Transcriptional regulation of the human trefoil factor, TFF1, by gastrin

Abstract

Background & aims: This study aimed to identify gastrin-sensitive genes that may mediate the effects of this hormone on gastric epithelial architecture.

Methods: Gastrin-sensitive genes were identified by messenger RNA (mRNA) differential display of the gastric fundus from gastrin-deficient (GAS-KO) or wild-type mice. Gastrin-stimulated expression of the trefoil peptide TFF1 in mouse fundus and in the gastric cancer cell line AGS-G(R) was determined by Northern blot and real-time polymerase chain reaction. Transcriptional regulation of TFF1 in AGS-G(R) cells was studied using promoter-reporter assays and electrophoretic mobility shift assay. Expression of TFF1 and the cholecystokinin(B) receptor in response to gastric mucosal injury was determined by immunohistochemistry.

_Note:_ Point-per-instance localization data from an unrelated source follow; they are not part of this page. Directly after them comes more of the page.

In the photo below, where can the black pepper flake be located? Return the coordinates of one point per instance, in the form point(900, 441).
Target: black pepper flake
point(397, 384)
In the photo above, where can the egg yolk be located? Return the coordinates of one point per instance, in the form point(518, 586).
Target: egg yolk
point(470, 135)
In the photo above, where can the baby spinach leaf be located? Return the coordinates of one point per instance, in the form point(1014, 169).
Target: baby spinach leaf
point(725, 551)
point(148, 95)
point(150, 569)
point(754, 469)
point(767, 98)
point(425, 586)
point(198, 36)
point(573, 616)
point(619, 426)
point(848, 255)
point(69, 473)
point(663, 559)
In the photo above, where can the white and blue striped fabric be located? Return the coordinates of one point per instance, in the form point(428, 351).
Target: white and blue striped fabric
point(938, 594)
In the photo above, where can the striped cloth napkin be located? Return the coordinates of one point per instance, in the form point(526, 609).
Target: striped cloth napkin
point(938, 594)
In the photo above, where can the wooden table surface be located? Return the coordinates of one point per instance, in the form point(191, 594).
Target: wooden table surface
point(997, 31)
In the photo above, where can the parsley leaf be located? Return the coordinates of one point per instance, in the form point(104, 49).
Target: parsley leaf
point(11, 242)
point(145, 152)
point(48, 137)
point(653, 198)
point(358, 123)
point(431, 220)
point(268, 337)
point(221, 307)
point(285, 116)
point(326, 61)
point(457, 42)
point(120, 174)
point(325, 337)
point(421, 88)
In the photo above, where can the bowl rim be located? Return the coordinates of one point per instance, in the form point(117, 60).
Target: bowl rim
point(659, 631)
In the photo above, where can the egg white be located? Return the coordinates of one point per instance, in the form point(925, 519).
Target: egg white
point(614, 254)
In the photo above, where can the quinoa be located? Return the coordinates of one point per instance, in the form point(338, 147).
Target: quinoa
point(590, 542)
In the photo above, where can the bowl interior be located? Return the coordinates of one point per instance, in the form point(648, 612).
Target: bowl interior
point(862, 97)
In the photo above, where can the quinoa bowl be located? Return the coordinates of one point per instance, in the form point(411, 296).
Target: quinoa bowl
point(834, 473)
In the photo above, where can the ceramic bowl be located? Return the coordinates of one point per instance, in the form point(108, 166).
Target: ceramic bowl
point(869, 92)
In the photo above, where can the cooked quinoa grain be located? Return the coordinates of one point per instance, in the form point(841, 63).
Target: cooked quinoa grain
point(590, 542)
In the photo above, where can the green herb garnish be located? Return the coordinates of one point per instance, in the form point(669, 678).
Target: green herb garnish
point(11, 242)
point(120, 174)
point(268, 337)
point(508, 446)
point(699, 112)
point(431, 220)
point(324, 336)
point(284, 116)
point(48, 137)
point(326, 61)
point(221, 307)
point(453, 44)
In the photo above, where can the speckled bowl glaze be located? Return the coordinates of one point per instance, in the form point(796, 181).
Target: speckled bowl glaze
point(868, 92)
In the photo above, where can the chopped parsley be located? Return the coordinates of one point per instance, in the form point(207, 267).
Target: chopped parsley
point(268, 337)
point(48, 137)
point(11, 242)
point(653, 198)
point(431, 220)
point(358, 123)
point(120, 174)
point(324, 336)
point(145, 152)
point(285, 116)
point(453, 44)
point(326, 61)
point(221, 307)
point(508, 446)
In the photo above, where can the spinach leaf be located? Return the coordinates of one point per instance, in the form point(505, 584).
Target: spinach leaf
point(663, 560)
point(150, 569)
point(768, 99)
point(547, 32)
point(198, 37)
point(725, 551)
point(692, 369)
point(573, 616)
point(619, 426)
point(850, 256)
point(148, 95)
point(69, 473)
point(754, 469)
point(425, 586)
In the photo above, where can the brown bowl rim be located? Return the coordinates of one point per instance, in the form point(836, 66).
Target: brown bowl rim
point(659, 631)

Results: mRNA differential display identified TFF1 as a gastrin-regulated gene. TFF1 mRNA was reversibly reduced in GAS-KO mice and increased in a hypergastrinemic transgenic strain versus respective background strains. TFF1 mRNA expression was rapidly and potently induced by gastrin in a gastric cancer cell line that expresses the gastrin/cholecystokinin(B) receptor. Gastrin responsiveness of the human TFF1 promoter mapped to a G-C rich region 300 base pairs upstream of the transcriptional start site. This region bound the transcription factors SP3 and MAZ. Gastrin activated transcription through a Raf-, Mek- and Erk-dependent but Ras-independent pathway. TFF1 expression was induced both directly and by transactivation between neighboring cells. Neither direct nor indirect gastrin-induced TFF1 expression required activation of the epidermal growth factor receptor.

Conclusions: Gastrin exerts tonic control of TFF1 expression but also has the potential for rapid up-regulation of this trefoil factor. TFF1 is a potential candidate to counterbalance the proliferative effects of gastrin.